The problem with having a public persona, especially one online; is that you open up to a lot more comments & discussions than any other job does.  It surely is something that you invite, but due to the nature of how we interact online, it removes some of the perceived barriers between the public and private.

This isn’t to say that it doesn’t happen in other jobs, it’s just that we are in a way both inviting more comments.  There’s a difference between the salesperson you see in the store and the salesperson who invites you back to his house for a BBQ.

The Medium is the Message

Alright, this isn’t exactly right since the medium is the Internet. However, there’s a difference between say a blog post with a video review with a twitter message with a FB post.  Some are perceived inherently to be more permanent (blog posts, video messages) than others (a twitter message).  The same comment posted as a blog post would be taken differently than one on Twitter.

The Private Line

In a way, as public personas we dictate the line that is drawn by what we speak about / discuss publicly.  For example, by never posting about personal events on a public account, we don’t invite comments about our personal lives.  That’s a line that we draw.  I post about the business, so I expect to get questions about the business – but I stay away from actual sales numbers, which is why I’ve never received a question about ‘what’s your sales’.  Again, we set the expectation.

The issue is, while we perceive this line to be set not everyone gets the memo.  Sometimes, its just a matter of lack of clarity – there’s no actual document out there saying do not say X or comment on Y.  Sometimes, it’s because we actually cross the lines accidentally, or just haven’t ‘set’ the lines as tightly in our own minds.   After all, there’s nothing wrong with interacting socially with customers right? Mostly….

Resetting those lines though requires a touch of finesse.  A great example is comments on Kaja’s & Joanna’s appearances on the videos.  Sure, they are pretty and complimenting them on this is fine… but at a certain point, these comments stop being compliments and just become creepy.  However, because it’s a ‘corporate’ account, we have to be careful of exactly how we reset those lines.

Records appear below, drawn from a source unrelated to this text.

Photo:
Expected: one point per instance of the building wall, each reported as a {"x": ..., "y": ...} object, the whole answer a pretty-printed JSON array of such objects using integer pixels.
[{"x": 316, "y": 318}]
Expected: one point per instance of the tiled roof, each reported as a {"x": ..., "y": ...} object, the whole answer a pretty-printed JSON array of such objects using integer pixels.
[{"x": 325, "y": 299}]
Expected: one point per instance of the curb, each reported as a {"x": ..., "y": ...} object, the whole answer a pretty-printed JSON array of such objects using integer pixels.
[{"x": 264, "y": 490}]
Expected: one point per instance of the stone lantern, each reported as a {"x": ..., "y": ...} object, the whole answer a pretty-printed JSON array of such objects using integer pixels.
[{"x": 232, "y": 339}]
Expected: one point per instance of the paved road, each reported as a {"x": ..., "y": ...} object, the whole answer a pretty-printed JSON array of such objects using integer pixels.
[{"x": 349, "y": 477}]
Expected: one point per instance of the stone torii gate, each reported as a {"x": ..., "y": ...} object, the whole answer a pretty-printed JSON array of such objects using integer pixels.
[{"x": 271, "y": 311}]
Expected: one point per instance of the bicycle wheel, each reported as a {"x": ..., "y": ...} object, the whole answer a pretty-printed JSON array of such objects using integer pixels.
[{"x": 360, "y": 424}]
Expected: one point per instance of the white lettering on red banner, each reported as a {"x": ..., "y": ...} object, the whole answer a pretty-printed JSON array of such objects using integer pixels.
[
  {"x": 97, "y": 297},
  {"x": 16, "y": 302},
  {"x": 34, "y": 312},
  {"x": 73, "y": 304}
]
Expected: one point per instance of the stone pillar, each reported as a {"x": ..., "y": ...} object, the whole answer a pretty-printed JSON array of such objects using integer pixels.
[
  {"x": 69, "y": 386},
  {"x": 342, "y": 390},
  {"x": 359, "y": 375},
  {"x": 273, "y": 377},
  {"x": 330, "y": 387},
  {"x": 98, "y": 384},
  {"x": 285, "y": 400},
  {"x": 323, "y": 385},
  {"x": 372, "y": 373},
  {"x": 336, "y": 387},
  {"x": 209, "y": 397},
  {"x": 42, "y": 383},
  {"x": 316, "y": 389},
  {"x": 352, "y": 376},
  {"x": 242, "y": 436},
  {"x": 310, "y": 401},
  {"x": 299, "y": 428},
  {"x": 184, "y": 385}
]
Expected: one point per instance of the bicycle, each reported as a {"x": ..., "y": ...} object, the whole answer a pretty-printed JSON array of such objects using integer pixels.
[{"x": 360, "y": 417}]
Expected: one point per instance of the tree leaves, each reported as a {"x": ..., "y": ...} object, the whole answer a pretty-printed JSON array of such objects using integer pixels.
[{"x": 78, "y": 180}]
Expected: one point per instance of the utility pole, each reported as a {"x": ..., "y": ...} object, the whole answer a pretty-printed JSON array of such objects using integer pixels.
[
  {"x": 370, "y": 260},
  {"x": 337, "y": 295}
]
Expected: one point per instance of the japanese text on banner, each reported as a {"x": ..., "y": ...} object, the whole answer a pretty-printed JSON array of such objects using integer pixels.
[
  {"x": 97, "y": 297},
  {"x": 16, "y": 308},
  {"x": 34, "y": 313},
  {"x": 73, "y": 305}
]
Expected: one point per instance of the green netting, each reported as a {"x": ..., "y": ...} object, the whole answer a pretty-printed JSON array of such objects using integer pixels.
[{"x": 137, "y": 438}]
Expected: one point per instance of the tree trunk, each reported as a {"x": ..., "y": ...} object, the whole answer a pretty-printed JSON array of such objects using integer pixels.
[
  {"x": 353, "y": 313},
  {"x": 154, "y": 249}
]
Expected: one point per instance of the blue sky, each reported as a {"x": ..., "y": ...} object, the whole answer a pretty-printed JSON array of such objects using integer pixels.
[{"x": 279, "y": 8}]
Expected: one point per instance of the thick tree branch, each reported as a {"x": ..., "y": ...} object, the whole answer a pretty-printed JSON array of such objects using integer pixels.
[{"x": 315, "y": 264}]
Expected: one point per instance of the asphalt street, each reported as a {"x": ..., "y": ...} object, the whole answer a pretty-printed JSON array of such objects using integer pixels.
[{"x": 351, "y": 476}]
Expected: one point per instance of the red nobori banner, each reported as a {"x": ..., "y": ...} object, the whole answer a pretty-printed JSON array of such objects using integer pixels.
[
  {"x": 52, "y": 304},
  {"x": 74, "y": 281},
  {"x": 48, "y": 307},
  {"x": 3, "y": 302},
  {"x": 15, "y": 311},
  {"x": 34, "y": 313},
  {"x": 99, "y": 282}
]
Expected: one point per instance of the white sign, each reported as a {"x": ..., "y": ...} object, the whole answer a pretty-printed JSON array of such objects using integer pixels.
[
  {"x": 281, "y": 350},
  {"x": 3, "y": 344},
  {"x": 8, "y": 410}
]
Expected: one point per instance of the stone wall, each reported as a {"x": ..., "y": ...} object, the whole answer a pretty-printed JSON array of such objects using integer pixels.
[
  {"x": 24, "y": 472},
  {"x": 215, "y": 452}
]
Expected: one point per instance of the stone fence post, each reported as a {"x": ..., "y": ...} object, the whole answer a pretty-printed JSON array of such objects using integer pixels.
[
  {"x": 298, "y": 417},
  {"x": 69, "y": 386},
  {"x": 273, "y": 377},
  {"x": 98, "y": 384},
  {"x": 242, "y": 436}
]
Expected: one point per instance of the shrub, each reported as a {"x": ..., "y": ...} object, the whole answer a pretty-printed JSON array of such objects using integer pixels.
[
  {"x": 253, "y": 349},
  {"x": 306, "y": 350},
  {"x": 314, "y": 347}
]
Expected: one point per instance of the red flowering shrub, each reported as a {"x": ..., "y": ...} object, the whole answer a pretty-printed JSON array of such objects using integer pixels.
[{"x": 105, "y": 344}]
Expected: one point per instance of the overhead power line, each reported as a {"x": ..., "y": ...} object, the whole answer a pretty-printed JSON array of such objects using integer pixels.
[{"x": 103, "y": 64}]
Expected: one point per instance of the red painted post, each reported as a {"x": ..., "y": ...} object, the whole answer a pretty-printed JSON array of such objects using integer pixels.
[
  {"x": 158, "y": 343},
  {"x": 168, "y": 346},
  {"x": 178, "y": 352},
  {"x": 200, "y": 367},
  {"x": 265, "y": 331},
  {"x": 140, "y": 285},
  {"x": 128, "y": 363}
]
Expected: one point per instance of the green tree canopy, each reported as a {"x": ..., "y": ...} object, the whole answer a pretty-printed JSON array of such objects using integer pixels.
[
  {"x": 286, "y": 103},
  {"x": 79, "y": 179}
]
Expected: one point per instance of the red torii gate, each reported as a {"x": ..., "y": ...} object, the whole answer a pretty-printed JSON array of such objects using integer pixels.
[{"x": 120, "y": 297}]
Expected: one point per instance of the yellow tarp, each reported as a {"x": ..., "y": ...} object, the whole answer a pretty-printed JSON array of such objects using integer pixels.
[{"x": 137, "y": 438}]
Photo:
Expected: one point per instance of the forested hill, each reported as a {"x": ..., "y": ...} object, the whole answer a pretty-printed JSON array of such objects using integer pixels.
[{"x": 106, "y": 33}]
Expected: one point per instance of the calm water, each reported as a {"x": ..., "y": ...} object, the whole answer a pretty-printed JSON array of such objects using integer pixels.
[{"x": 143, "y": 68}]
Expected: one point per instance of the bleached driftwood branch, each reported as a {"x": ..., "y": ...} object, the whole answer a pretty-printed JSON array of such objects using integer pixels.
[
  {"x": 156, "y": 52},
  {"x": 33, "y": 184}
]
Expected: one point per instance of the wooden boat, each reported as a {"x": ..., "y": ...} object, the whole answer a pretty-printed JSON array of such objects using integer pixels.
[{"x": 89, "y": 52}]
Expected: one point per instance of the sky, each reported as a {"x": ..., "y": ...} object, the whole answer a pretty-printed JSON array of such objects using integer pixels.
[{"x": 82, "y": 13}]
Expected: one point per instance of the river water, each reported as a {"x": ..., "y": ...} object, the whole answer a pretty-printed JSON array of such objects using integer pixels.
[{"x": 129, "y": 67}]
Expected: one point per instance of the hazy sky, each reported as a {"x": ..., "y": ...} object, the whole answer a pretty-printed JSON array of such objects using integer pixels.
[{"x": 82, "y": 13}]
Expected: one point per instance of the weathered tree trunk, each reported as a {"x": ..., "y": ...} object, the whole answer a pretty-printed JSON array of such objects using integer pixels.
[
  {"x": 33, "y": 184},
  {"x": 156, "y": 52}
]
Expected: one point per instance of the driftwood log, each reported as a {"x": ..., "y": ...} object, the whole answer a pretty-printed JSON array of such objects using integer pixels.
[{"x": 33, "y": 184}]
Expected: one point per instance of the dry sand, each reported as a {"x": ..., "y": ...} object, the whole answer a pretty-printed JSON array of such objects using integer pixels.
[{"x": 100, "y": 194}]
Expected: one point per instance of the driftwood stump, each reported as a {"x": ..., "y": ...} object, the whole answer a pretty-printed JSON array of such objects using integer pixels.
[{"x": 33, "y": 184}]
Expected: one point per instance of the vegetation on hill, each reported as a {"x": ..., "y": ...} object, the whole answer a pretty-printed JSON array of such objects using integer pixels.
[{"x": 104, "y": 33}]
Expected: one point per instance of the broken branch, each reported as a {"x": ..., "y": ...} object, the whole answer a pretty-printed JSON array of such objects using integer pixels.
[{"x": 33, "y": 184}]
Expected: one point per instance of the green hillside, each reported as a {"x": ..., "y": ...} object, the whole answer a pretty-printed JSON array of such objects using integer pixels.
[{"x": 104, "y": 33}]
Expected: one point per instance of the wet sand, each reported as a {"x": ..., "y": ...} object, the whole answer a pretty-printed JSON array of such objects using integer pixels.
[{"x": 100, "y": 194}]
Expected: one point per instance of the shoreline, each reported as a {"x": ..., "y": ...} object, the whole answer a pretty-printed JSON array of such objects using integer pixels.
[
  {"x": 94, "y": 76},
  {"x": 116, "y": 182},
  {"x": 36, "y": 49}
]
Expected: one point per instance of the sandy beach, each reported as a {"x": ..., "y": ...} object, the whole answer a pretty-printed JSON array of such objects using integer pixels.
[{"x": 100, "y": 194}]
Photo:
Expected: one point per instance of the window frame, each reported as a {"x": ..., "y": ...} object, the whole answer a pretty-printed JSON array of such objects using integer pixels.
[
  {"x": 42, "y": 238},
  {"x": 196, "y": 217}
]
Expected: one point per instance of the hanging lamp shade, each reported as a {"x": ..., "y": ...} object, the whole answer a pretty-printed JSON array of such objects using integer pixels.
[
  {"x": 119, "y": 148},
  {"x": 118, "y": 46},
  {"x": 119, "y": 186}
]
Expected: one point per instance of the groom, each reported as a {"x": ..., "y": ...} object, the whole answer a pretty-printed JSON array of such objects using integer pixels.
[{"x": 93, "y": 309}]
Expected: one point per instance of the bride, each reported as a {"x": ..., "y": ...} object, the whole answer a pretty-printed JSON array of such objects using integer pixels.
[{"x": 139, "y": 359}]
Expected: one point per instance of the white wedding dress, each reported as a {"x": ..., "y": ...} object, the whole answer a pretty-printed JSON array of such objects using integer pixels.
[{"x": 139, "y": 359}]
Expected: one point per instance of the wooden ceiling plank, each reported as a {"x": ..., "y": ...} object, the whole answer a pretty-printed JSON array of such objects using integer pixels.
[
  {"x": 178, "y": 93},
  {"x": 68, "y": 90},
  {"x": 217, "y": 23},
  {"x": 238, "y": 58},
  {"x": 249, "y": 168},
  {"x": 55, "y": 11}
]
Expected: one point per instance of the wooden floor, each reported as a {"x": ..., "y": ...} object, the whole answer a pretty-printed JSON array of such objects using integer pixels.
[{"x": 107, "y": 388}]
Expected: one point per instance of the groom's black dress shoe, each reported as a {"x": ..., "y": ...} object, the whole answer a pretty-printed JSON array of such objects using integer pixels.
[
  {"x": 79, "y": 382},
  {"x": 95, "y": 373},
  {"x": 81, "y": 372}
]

That public / private line issue is much more apparent for Kaja than me.  Part of that of course is the medium, part of that is what we discuss (I’m boring with my business posts) and partly, it’s the gender thing.  For some reason, being female in some minds means that the line gets reset back a lot further than if you were male.

Balancing where and how we talk about these things is a constant issue, and frankly; one that is both intriguing in an academic sense and frustrating sometimes on a personal level.

4 thoughts on “Public and Private Personas”

  1. I appreciate Kaja and Joanna doing the review videos, even if they get creepy comments (comments can be disabled, maybe they ought to be), because they provide a good role model for my daughter, who sees women gamers, and adults who are doing something interesting and constructive, not vapid or self-destructive. Keeping gender balance in the presentation of the board game world is really important, and just makes it a nicer hobby to participate in. Also, they are good at doing the reviews. So, thanks!

    1. Well, we want comments as it lets us interact with our audience and potentially improve the videos. Thankfully, the number of creepy comments are relatively low especially in comparison to the total number of comments.

  2. Tao,

    I applaud this post and congratulate you on how it is crafted. Well written!

    I also applaud the videos that Starlit produces as they are succinct, professional, and give me a very good feeling about what my interest in the game may or may not be. It is clear that a lot of work and effort goes into each video to streamline it and to maximize its density of content. I am sorry to hear that these points are sometimes overshadowed by others.

    1. Thanks David. I often feel like I am just going ‘blah’ on most posts, so nice to know when I do bother to edit, it makes a difference!

      And the videos are all Kaja’s doing these days. Some (not a lot!) coaching and editing in the first place and now she handles it very well. It helped that we had a very clear objective with the vidoes in the first place – it had to be within our 8 minute max timeframe (preferably 4 – 5) and it had to educate someone who would never see another review.